Eva 25 mars 2021 - 17 h 44 min

Lu il y a quelques années, le thème est intéressant mais j’ai eu du mal à entrer dans le livre et je n’ai pas réussi à « accrocher » avec la narratrice, jusqu’à la fin.
Mais c’est effectivement une bonne introduction à cette région d’Europe peu connue!

Electra 29 mars 2021 - 9 h 56 min

Oui, je comprends tes bémols, j’ai préféré la grand-mère et l’arrière grand-mère comme personnages. La démarche de la narratrice était effectivement un peu étrange …Mais oui, on en apprend beaucoup sur Lviv

Marie-Claude 27 mars 2021 - 20 h 04 min

Je pourrais faire un copier coller de mon précédent commentaire!!!

Encore un autre livre emprunté en bibliothèque?

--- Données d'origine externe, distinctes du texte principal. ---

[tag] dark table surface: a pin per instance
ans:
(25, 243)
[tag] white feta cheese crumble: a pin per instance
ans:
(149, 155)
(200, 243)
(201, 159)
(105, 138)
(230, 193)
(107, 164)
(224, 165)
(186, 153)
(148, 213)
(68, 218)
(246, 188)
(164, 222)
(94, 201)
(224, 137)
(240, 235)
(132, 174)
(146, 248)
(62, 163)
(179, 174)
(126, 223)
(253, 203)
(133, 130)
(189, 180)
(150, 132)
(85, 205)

Dis donc, ta PAL n’est pas trop jalouse?

Electra 29 mars 2021 - 9 h 57 min

si elle est jalouse ! mais j’avais envie de participer au challenge sur les pays de l’Est
maintenant je reprends ma PAL

Fanny 2 avril 2021 - 16 h 30 min

Ces histoires de femmes me plairaient.

Electra 2 avril 2021 - 16 h 44 min

Oui, le style au départ et la froideur peuvent rebuter mais après ça devient intéressant !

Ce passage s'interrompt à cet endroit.